A recent study found that less than half of patients with diabetic macular edema (causes blurry vision) had been told by their doctor that diabetes had affected their eyes.
The authors of this study noted that patients need to be made aware of the affect that diabetes can have on their vision.
"Have your eyes checked regularly by your doctor."
This study was led by Neil M. Bressler, MD, of the Wilmer Eye Institute at the Johns Hopkins University School of Medicine and Hospital in Baltimore, Maryland. The research team determined the level of awareness and treatment for patients with diabetic macular edema in the general population.
Diabetic macular edema is an eye condition where fluid leaks into the macula — the part of the eye that provides clear, detailed vision — and causes the macula to swell and leads to blurry vision. It occurs as a result of diabetes, and if left untreated, it can lead to permanent vision loss.
Diabetic macular edema typically occurs after diabetic retinopathy. Diabetic retinopathy is an eye condition where blood vessels in the retina are damaged, which also causes vision loss.
For this study, Dr.

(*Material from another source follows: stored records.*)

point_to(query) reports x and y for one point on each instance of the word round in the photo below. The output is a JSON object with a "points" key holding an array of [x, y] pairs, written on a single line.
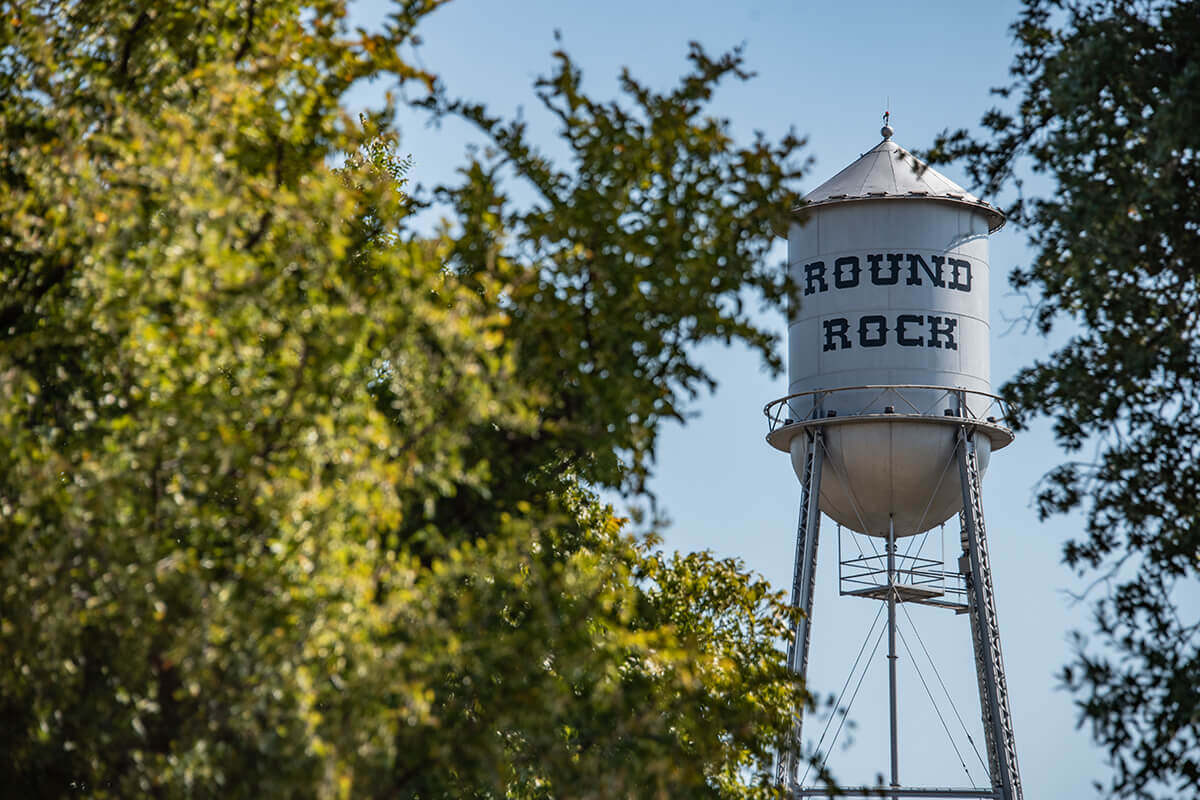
{"points": [[847, 272]]}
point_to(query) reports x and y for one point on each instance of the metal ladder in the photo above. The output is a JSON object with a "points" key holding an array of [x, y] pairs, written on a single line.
{"points": [[997, 719]]}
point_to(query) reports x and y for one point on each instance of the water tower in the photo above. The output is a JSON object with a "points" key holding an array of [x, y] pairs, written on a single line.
{"points": [[889, 421]]}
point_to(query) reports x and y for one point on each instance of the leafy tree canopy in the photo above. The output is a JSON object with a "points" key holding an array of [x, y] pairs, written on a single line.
{"points": [[1107, 104], [294, 501]]}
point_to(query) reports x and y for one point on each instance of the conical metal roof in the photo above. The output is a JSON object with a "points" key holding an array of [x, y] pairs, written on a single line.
{"points": [[888, 172]]}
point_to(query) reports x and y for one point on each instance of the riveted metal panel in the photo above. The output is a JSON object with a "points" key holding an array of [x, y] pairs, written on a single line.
{"points": [[891, 293]]}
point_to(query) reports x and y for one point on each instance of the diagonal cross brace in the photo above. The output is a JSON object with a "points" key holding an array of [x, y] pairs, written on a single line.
{"points": [[997, 717]]}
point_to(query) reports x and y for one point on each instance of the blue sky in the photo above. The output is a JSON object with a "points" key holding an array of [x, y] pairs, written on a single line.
{"points": [[828, 70]]}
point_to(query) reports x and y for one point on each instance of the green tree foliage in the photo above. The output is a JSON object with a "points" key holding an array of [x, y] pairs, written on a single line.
{"points": [[292, 499], [1108, 106]]}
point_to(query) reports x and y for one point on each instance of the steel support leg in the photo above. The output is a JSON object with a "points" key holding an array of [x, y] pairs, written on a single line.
{"points": [[893, 716], [802, 595], [997, 720]]}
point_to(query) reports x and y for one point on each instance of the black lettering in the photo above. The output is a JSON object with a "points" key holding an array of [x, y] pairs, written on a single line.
{"points": [[876, 262], [957, 266], [903, 337], [881, 332], [915, 276], [814, 276], [855, 270], [835, 328], [942, 328]]}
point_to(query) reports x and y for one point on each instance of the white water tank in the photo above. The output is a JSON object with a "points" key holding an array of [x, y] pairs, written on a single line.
{"points": [[888, 347]]}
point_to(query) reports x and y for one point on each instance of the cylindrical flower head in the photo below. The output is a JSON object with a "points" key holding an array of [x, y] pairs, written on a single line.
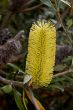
{"points": [[41, 53]]}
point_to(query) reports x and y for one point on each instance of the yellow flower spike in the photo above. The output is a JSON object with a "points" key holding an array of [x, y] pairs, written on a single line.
{"points": [[41, 53]]}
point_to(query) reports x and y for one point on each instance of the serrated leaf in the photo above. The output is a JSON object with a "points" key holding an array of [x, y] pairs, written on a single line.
{"points": [[37, 101], [17, 98], [7, 88], [66, 2]]}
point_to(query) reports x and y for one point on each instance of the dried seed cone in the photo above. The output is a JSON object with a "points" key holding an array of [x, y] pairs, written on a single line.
{"points": [[41, 53]]}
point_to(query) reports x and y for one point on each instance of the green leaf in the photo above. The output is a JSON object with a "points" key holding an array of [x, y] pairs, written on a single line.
{"points": [[7, 88], [17, 97], [48, 3], [15, 67], [66, 2]]}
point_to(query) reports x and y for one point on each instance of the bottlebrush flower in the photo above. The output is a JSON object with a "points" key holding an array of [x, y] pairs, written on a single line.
{"points": [[41, 53]]}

Bressler and colleagues analyzed data from the 2005-2008 National Health and Nutrition Examination Survey. This study involved data from 798 participants who were at least 40 years of age and reported that they had diabetes. Patients were diagnosed with diabetic macular edema through retinal photographs that were taken to see the state of the retina and macula.
Study participants were asked three questions about their eye care and vision:
- “Have you been told by a doctor that diabetes has affected your eyes or that you had retinopathy?”

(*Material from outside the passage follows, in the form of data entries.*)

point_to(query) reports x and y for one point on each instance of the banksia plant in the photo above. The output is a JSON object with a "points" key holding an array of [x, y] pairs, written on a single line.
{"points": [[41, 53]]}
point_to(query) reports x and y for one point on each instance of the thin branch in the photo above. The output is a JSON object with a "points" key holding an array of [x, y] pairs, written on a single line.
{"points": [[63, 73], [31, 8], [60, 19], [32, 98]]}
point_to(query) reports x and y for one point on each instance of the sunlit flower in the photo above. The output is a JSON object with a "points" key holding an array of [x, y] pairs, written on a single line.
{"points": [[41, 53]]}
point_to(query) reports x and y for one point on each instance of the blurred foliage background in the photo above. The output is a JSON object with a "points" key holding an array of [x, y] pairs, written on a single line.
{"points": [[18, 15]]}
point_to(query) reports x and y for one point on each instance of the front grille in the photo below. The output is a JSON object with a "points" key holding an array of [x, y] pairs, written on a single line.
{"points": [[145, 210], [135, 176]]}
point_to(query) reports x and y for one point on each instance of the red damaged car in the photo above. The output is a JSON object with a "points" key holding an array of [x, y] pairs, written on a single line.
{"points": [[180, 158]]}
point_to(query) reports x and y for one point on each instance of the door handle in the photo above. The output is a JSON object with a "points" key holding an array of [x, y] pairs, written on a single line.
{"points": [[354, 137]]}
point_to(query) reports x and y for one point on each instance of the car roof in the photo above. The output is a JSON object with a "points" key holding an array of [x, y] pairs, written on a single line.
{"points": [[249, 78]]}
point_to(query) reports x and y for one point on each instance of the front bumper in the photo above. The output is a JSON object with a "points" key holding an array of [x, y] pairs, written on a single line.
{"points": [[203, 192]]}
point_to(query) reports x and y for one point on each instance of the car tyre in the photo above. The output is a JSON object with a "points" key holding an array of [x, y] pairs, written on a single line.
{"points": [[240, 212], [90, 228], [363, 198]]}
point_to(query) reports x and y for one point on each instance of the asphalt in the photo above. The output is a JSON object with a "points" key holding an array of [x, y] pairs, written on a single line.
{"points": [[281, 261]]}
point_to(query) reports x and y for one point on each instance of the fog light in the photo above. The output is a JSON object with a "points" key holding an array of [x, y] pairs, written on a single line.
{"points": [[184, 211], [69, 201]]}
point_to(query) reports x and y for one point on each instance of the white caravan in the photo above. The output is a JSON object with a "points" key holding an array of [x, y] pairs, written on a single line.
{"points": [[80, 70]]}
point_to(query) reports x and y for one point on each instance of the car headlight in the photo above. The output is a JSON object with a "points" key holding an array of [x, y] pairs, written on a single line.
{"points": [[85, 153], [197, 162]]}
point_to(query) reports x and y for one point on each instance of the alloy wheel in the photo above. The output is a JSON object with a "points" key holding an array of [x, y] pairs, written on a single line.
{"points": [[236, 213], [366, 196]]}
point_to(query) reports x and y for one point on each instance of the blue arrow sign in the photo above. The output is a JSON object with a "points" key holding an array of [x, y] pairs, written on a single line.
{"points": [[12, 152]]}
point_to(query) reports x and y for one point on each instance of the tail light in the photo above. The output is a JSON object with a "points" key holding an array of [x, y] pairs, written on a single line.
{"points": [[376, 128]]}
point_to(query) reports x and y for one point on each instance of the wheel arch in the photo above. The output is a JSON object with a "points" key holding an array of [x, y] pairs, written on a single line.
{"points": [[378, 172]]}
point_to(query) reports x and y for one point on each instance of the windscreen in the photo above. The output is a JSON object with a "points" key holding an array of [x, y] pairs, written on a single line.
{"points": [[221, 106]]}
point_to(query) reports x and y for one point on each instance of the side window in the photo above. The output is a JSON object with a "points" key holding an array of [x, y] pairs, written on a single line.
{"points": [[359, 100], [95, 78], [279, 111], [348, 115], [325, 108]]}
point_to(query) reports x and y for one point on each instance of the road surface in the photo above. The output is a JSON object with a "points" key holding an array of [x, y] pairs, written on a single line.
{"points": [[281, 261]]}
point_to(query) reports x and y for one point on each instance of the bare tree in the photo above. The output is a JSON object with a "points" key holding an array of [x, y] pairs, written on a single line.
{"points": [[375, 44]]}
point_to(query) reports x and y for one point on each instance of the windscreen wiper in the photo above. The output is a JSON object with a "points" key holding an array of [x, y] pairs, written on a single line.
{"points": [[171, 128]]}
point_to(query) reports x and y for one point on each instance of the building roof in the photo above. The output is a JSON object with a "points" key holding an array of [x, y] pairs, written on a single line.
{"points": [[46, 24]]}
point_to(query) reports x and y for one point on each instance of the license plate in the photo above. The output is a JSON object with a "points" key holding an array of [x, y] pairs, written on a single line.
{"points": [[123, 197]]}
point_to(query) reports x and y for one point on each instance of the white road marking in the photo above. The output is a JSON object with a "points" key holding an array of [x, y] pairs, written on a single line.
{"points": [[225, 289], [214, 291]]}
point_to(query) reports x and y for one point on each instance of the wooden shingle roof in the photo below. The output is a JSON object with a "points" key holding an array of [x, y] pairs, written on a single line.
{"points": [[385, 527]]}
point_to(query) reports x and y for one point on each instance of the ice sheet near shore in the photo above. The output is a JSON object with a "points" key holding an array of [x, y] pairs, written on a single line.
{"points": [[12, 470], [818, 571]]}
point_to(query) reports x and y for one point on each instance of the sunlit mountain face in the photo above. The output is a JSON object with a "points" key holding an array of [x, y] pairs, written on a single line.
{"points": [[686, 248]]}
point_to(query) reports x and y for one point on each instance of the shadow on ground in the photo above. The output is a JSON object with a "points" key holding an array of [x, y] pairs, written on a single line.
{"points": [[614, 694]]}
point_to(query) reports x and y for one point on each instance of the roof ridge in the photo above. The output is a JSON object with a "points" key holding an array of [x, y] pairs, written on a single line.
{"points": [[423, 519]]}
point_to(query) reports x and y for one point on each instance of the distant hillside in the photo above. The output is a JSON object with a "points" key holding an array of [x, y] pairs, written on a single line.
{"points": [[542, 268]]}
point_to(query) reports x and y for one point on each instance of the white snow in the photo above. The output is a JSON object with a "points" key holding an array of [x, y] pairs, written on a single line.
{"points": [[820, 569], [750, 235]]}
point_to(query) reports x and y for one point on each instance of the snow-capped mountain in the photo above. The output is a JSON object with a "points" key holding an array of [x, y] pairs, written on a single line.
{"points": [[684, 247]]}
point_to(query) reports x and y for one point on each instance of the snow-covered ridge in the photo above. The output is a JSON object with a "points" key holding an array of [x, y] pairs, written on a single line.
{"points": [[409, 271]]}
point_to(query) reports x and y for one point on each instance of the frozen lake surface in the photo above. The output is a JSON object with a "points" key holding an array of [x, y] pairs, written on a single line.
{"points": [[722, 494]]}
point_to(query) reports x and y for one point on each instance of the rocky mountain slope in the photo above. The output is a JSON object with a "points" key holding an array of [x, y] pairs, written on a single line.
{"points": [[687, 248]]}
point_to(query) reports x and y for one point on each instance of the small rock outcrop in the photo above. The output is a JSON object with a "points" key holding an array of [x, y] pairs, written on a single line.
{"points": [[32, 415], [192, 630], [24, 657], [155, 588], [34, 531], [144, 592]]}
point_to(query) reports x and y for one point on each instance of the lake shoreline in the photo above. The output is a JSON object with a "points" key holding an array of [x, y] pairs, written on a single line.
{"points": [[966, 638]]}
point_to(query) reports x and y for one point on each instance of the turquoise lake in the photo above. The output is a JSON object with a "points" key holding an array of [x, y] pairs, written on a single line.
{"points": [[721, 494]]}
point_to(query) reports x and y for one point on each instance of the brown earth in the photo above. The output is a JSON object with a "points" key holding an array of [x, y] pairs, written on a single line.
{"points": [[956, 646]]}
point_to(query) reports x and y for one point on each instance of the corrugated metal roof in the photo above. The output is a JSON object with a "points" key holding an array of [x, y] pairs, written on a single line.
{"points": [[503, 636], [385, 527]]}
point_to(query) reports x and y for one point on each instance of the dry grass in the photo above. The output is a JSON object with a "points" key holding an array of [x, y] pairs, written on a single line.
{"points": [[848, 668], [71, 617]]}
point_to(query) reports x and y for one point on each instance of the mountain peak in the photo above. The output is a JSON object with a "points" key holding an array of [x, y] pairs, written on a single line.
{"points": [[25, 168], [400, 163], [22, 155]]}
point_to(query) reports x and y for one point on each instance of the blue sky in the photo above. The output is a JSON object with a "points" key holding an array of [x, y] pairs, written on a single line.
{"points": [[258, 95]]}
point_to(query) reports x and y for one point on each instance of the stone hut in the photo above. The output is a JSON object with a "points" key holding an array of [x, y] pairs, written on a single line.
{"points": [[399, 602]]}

- “When was the last time you saw a diabetes nurse educator or dietitian or nutritionist for your diabetes?”
- “When was the last time you had an eye examination in which the pupils were dilated?”

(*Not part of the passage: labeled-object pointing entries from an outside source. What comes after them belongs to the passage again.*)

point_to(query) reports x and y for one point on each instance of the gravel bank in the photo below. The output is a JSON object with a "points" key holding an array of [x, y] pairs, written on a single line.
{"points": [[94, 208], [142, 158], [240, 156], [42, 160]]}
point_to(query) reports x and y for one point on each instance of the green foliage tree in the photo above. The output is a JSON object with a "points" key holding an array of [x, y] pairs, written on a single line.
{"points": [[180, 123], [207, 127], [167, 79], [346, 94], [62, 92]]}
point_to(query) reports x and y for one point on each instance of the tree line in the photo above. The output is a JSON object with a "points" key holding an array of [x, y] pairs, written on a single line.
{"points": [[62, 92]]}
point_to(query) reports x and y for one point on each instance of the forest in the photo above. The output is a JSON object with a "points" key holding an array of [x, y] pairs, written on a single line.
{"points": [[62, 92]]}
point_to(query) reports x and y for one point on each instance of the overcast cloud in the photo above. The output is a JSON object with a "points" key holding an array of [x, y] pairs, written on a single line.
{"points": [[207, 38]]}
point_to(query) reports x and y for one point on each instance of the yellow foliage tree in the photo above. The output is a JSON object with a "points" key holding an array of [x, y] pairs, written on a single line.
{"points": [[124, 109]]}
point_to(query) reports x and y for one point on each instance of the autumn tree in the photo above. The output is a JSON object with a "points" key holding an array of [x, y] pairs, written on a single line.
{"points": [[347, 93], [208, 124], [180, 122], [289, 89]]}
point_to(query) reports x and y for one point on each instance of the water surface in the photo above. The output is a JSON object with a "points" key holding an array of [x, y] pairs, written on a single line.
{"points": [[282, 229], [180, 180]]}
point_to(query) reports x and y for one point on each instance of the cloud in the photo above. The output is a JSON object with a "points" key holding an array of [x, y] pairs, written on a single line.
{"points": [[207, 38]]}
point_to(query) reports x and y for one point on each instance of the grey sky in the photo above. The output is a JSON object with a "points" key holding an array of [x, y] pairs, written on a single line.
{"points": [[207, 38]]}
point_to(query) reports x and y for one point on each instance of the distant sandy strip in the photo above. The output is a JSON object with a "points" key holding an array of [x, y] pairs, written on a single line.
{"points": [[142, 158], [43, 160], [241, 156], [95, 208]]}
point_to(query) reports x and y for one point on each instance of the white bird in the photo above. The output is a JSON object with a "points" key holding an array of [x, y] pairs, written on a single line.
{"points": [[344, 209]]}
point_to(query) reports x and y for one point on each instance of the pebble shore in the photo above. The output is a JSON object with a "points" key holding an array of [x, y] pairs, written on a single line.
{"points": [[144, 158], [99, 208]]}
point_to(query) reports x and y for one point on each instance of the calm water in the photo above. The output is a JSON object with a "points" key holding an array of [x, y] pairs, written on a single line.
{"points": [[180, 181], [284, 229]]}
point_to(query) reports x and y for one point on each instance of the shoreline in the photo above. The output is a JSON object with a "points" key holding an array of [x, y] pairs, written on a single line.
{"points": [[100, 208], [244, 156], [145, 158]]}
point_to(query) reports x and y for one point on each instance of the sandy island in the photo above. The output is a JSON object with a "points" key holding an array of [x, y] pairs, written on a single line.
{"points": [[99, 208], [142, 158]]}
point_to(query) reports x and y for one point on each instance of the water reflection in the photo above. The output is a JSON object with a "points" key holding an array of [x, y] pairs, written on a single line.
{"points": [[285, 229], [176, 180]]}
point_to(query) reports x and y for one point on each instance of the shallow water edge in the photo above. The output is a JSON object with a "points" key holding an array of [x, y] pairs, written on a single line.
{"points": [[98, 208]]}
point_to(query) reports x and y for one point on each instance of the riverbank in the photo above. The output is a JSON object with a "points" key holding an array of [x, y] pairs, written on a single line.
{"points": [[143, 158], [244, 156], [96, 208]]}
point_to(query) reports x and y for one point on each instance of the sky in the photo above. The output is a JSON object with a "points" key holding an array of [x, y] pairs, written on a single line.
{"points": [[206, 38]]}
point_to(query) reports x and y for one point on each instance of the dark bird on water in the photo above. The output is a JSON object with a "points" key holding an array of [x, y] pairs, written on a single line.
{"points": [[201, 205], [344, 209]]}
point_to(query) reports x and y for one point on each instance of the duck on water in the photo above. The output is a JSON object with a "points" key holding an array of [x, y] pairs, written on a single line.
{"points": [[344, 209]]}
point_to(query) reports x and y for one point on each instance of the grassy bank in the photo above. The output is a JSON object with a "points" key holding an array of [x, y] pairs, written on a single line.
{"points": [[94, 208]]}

There were 238 participants who had diabetic retinopathy but not diabetic macular edema and 48 participants who had diabetic macular edema. The rest of the participants did not have any diagnosed vision problems.
The researchers found that, among patients with diabetes and diabetic macular edema, only about 45 percent reported being told by a doctor that diabetes had affected their eyes or that they had diabetic retinopathy.
About 49 percent of patients with diabetic macular edema reported seeing a nutritionist, dietitian or diabetes nurse educator within the past year.
The researchers also found that only about 60 percent of patients with diabetic macular edema reported having an eye exam where their pupils were dilated (expanded) in the past year.
The authors of this study noted that for diabetes patients over the age of 40, diabetic macular edema is a major cause of vision problems, yet based on the findings from their study, many of these individuals may not be receiving the necessary eye care.
Diabetic macular edema is a treatable condition, but patients need to be made aware of the condition and its treatment options. According to the study authors, some therapies for diabetic macular edema include: visiting diabetes nurse educators, nutritonists, and dieticians and getting regular eye exams.
These authors concluded that patients need to be educated about the effects that diabetes can have on their vision.
This study was published on December 19 in JAMA Ophthalmology.
Some of the study's authors reported potential competing interests with companies, including Baush & Lomb, Novartis Pharma AG and Optovue, Inc.